1. **Implementation**: Suppose you want to replace TF-IDF with a custom approach (BM25, DPR, or a specialized neural model). You need a function with the same interface:

   ```python
   def my_custom_retriever(queries: List[str], corpus: List[str]):
       """
       Accepts queries and a corpus of documents.
       Returns:
         sim_scores_list: a list of floats representing, for each query,
                          the highest similarity to a corpus doc.
         best_doc_indices: a list of ints where best_doc_indices[i] is the index
                           of the best doc for queries[i].
       """
       # (1) Build your retrieval system on 'corpus'
       # (2) For each query, find the doc with the highest similarity
       # ...
       return sim_scores_list, best_doc_indices
   ```

2. **Example:**
   - If you’re using **BM25** from `rank_bm25`, you’d do something like:
     ```python
     from rank_bm25 import BM25Okapi

     def my_custom_retriever(queries, corpus):
         tokenized_corpus = [doc.split() for doc in corpus]
         bm25 = BM25Okapi(tokenized_corpus)

         sim_scores_list = []
         best_doc_indices = []
         for q in queries:
             tokenized_q = q.split()
             scores = bm25.get_scores(tokenized_q)
             max_idx = int(np.argmax(scores))
             max_score = float(scores[max_idx])
             sim_scores_list.append(max_score)
             best_doc_indices.append(max_idx)

         return sim_scores_list, best_doc_indices
     ```
   - If you’re using a neural approach, e.g., **Sentence-BERT**:
     ```python
     from sentence_transformers import SentenceTransformer
     import numpy as np

     def my_custom_retriever(queries, corpus):
         model = SentenceTransformer('all-MiniLM-L6-v2')
         corpus_embeddings = model.encode(corpus, convert_to_numpy=True)
         query_embeddings = model.encode(queries, convert_to_numpy=True)

         sim_scores_list = []
         best_doc_indices = []
         for i, q_emb in enumerate(query_embeddings):
             # Compute dot product or cosine similarity
             scores = np.dot(corpus_embeddings, q_emb)  # shape=(#docs,)
             max_idx = np.argmax(scores)
             max_score = float(scores[max_idx])
             sim_scores_list.append(max_score)
             best_doc_indices.append(max_idx)

         return sim_scores_list, best_doc_indices
     ```
   - Adjust the similarity measure to your preference.

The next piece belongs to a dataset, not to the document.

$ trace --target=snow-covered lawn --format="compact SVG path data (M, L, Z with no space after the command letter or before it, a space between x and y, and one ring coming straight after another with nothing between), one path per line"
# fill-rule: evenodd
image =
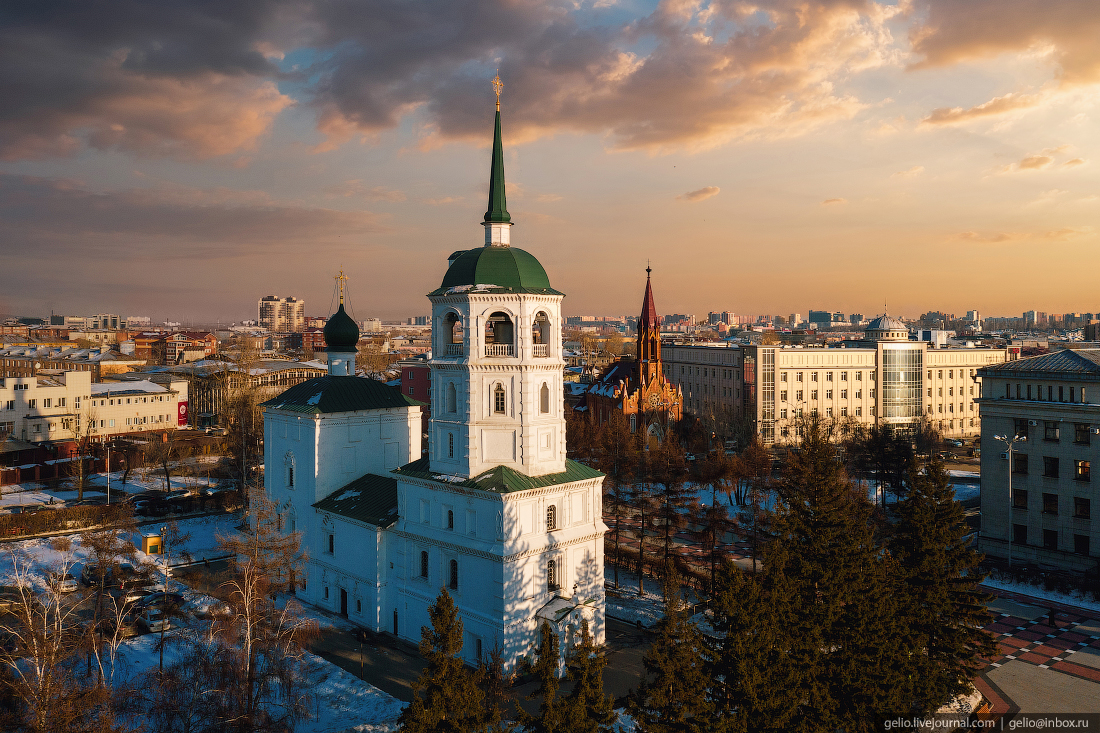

### B. Plug the New Retriever into the Pipeline

In the main code, instead of:

```python
similarities, best_doc_indices = vanilla_tfidf_retrieval(queries, corpus)
```

…just call:

```python
similarities, best_doc_indices = my_custom_retriever(queries, corpus)
```

Everything else (the **BEQA transform** and second-stage similarity) will remain the same—because your new retriever function still provides:

- `similarities`: top similarity scores for each query,
- `best_doc_indices`: index of the top document in `corpus` for each query.

---

## 3. Final Example Putting It All Together

```python
if __name__ == '__main__':
    # 1) Load the dataset from a CSV
    my_data = load_my_dataset("my_questions.csv")   # implement your CSV loader
    full_data = {"my_dataset": my_data}

    # 2) Use custom retriever
    for dataset_name, dataset_content in full_data.items():
        queries, corpus = build_queries_and_corpus(dataset_content)
        
        # Replace with your own function:
        similarities, best_doc_indices = my_custom_retriever(queries, corpus)

        # Then do the same transform + second-stage similarity as you do now
        # ...
```

---

**Summary**:

1. **Custom Dataset**  
   - Write a loader that yields a list of dicts \([{"Question": Q, "Context": C, "Response": R}, ...]\).  
   - Integrate that list into your pipeline by calling `build_queries_and_corpus`.

2. **Custom Retriever**  
   - Implement a function that returns `(sim_scores_list, best_doc_indices)` from your chosen retrieval logic.  
   - Replace `vanilla_tfidf_retrieval` calls with your custom function.

Everything else—BEQA transforms, second-phase similarity, ratio-of-improvement calculations—remains the same. This approach ensures a **pluggable** architecture where you can swap out or expand the dataset source and the retrieval method.